Samantha looked at her subordinate, who in turned shrugged his shoulders.

“One, including me. The others left, ran away. They will be swallowed up by the Jimenez cartel,” Samantha said referencing the largest and most powerful drug cartel in southern Mexico. “That or they will go to work with them.”

“Along with whatever is left of Ortega's organization,” Deckard added.

“We have to move on them fast.”

“I agree, but first we need to move the money to our new headquarters. We can keep you safe there as well, along with-” Deckard looked at the sole beat cop in Oaxaca city.

“Officer Lopez,” the policemen responded with a half assed salute.

“Right, let's get moving.”

Lopez switched back to Spanish, asking his police chief something. Deckard only caught on to one word,
Inteligencia .

“I'm not CIA.”

“That's right, you're some kind of gun for hire, huh? Then what do we call you mystery man?” Samantha asked.

“Black will do for now.”

“Well, Mr. Black, I don't know-” her words were cut short as an old rotary phone sitting on one of the desks began to ring.


Como?
” Lopez said, holding the phone to his ear.


Si,
” he paused before cupping his hand over receiver. “It's for the
gringo
.”

“I guess that must be me,” Deckard said taking the phone. “Yeah?”

Heavy breathing sounded over the phone before someone spoke, “We want the money.”

“Who is this?”

“A friend of Mr. Jimenez.”

“You want the money? Come get it.”

“Leave this place now. You don't belong here.”

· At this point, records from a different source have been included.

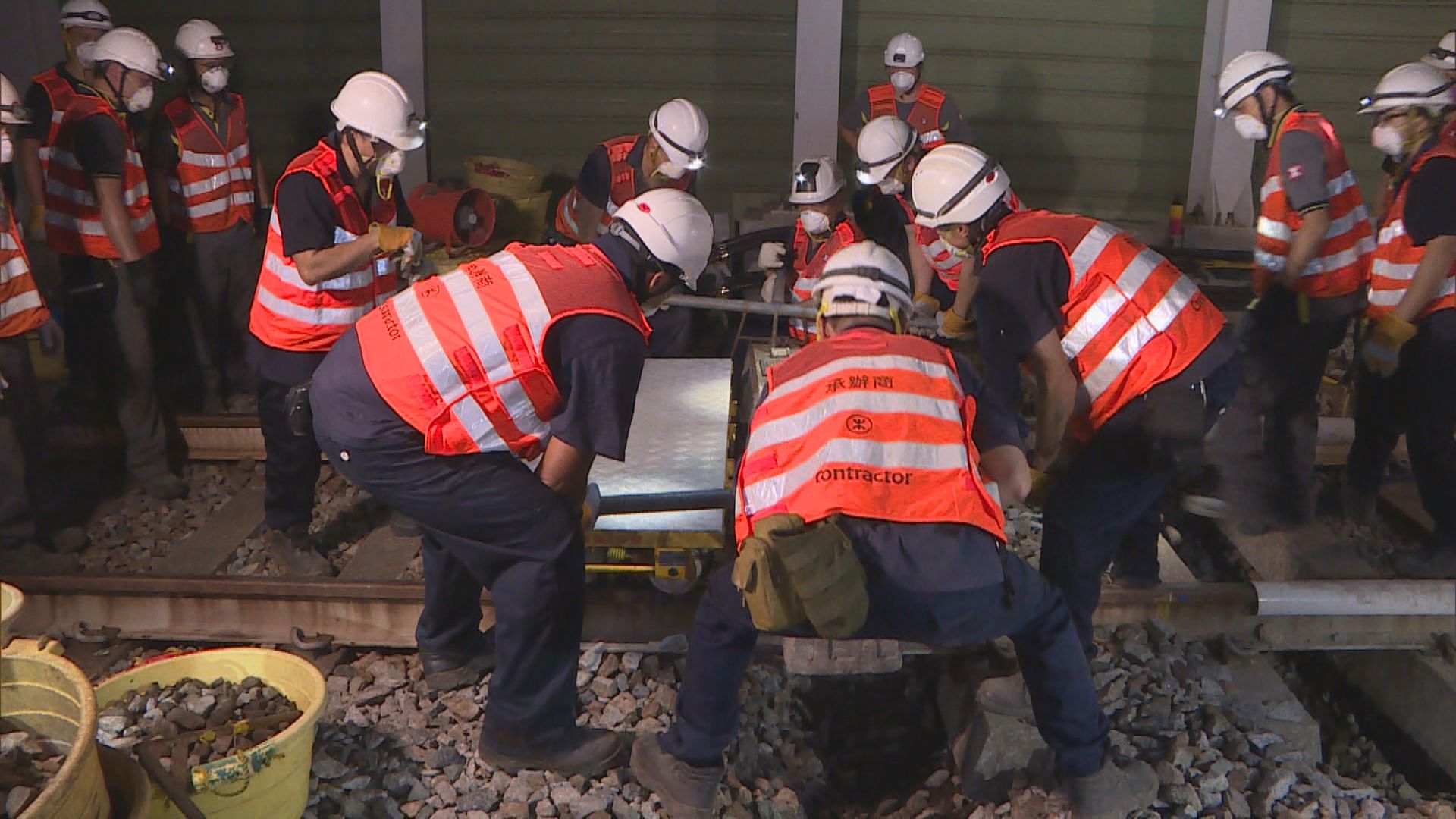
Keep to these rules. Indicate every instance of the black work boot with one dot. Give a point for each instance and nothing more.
(1112, 793)
(685, 790)
(588, 752)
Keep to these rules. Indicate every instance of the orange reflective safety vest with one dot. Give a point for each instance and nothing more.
(1343, 260)
(1131, 319)
(944, 260)
(808, 265)
(623, 187)
(20, 305)
(213, 183)
(72, 215)
(870, 425)
(462, 356)
(1395, 257)
(925, 114)
(290, 314)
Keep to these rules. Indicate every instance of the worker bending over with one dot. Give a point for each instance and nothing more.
(864, 513)
(435, 404)
(821, 231)
(209, 190)
(1408, 362)
(1310, 262)
(338, 234)
(1128, 356)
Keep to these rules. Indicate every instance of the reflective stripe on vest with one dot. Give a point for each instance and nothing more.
(1341, 264)
(213, 183)
(1131, 319)
(475, 376)
(20, 305)
(287, 312)
(868, 425)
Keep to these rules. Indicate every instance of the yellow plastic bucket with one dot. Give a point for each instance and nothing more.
(504, 177)
(11, 602)
(52, 698)
(267, 780)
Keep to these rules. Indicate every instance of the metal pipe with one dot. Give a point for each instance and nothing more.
(1356, 598)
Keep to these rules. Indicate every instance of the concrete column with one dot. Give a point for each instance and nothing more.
(1220, 177)
(816, 79)
(402, 47)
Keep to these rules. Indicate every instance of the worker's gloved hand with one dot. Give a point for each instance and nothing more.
(770, 256)
(36, 223)
(395, 240)
(590, 507)
(951, 325)
(52, 337)
(927, 305)
(1382, 350)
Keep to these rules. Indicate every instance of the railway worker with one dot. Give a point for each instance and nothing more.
(99, 221)
(337, 238)
(436, 401)
(928, 110)
(209, 188)
(821, 231)
(1408, 375)
(50, 95)
(1443, 55)
(846, 441)
(22, 309)
(669, 155)
(1130, 360)
(1310, 259)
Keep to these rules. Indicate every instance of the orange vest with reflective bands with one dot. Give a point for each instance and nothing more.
(213, 183)
(623, 187)
(72, 215)
(289, 314)
(1395, 257)
(868, 425)
(1343, 261)
(20, 305)
(462, 357)
(925, 114)
(810, 265)
(1131, 319)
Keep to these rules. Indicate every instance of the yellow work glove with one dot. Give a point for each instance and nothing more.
(392, 240)
(927, 305)
(1382, 349)
(952, 325)
(36, 222)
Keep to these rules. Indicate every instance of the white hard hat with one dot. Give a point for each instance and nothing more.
(1247, 74)
(884, 142)
(133, 50)
(85, 15)
(1413, 85)
(816, 180)
(201, 39)
(673, 226)
(680, 130)
(12, 112)
(905, 52)
(1445, 53)
(864, 280)
(956, 184)
(375, 104)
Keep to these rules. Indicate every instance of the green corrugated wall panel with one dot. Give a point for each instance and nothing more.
(546, 80)
(1090, 104)
(1341, 49)
(291, 58)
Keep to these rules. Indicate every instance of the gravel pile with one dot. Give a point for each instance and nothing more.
(191, 706)
(27, 765)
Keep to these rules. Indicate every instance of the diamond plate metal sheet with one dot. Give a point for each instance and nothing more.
(679, 442)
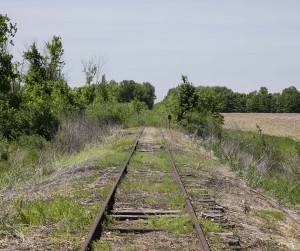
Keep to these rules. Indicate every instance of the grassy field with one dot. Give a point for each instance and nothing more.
(278, 124)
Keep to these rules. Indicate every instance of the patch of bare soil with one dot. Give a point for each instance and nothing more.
(251, 211)
(151, 241)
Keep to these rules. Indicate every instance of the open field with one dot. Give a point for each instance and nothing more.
(278, 124)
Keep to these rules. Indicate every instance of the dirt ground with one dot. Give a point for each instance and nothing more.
(244, 204)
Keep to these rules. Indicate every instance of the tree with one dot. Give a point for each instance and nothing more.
(290, 100)
(93, 68)
(54, 58)
(7, 74)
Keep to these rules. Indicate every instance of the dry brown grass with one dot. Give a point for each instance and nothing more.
(278, 124)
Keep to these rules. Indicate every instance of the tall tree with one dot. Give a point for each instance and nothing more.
(7, 74)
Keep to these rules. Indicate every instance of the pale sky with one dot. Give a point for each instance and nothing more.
(241, 44)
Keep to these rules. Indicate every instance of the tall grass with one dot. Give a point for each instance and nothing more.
(30, 156)
(268, 162)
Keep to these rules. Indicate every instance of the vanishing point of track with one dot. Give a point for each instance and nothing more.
(97, 229)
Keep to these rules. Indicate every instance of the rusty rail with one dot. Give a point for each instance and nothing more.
(96, 230)
(202, 242)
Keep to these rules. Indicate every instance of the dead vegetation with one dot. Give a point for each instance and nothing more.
(277, 124)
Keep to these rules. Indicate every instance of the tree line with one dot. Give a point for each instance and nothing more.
(35, 96)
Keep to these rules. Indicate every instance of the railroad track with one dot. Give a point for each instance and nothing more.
(150, 208)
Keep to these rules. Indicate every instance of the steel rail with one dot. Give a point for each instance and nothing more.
(202, 242)
(96, 230)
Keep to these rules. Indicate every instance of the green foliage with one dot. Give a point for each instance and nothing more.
(129, 90)
(269, 162)
(42, 212)
(7, 74)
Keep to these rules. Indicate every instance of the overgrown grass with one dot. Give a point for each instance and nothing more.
(268, 162)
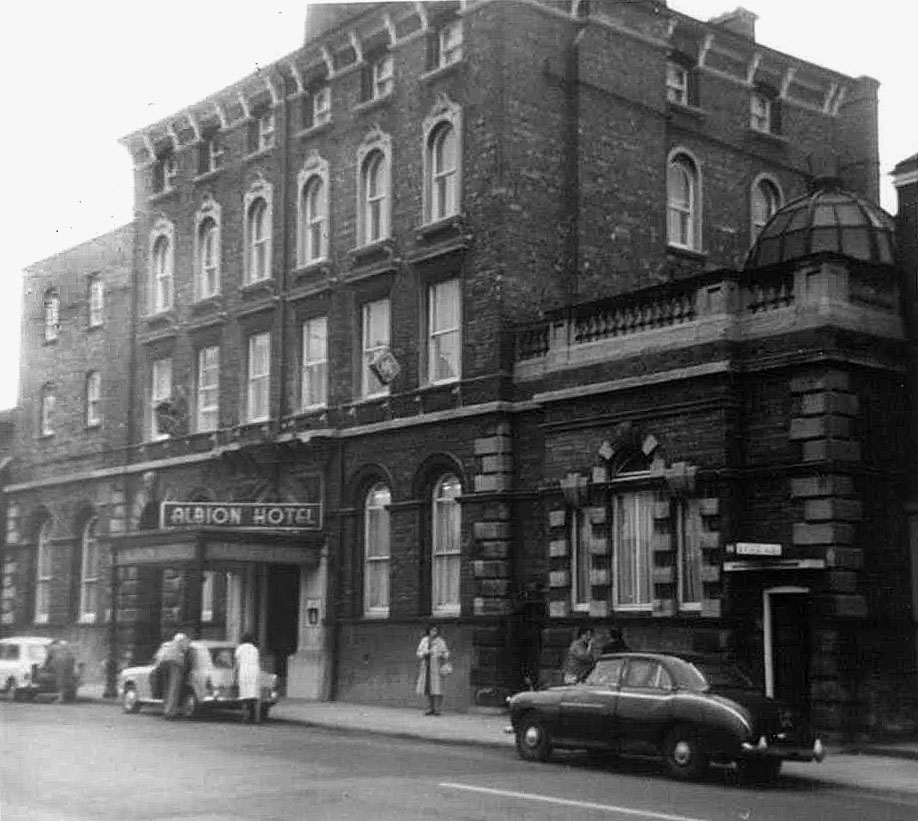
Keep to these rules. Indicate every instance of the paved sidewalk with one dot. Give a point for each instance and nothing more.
(885, 768)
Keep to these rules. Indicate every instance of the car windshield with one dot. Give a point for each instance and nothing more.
(222, 657)
(720, 675)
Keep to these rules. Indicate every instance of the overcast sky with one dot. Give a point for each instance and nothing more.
(79, 75)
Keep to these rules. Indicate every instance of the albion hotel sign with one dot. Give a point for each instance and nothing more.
(249, 515)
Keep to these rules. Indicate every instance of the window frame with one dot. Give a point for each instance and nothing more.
(44, 573)
(448, 552)
(204, 408)
(164, 364)
(93, 399)
(380, 510)
(689, 211)
(51, 315)
(47, 403)
(96, 301)
(162, 277)
(374, 152)
(259, 382)
(369, 349)
(435, 334)
(87, 612)
(310, 364)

“We'll see who's standing when the smoke clears.”

“Take a walk and don't come back. That is the deal.”

“Make your play.”

Another pause.

“I already have.”

The police station was suddenly plunged into darkness as someone cut off the electricity.

4

Deckard pulled Lopez out from behind the desk as a barrage of auto fire chopped through the thin Formica board. Tucking the stock of his Kalashnikov into his shoulder he punched the first cartel gunmen through the door with a double tap. The second shooter got off a burst with a MAC-10 submachine gun that exploded the television screen behind him before Deckard gunned him down.

“We need to extract!” he shouted into his radio as more
sicarios
pushed their way into the police station.

Samantha's .357 nearly took the head clean off the shoulders of one of the shooters. The gunfire was deafening indoors.

Pat's transmission came through garbled and unreadable.

Moving into rooms adjacent to the hallway, the gunmen took cover as the two police officers offered suppressive fire. One of the
sicarios
lobbed a fragmentation grenade down the hall, a gift from post-Cold War stockpiles left over from one of Central America's dirty little guerrilla conflicts that had been delivered to the cartels.

Deckard didn't hesitate. Reaching down, he palmed the grenade and overhanded it back down the hall before turning and driving both officers to the ground under his weight. Overpressure washed over them, filling the dark narrow confines of the police station with smoke.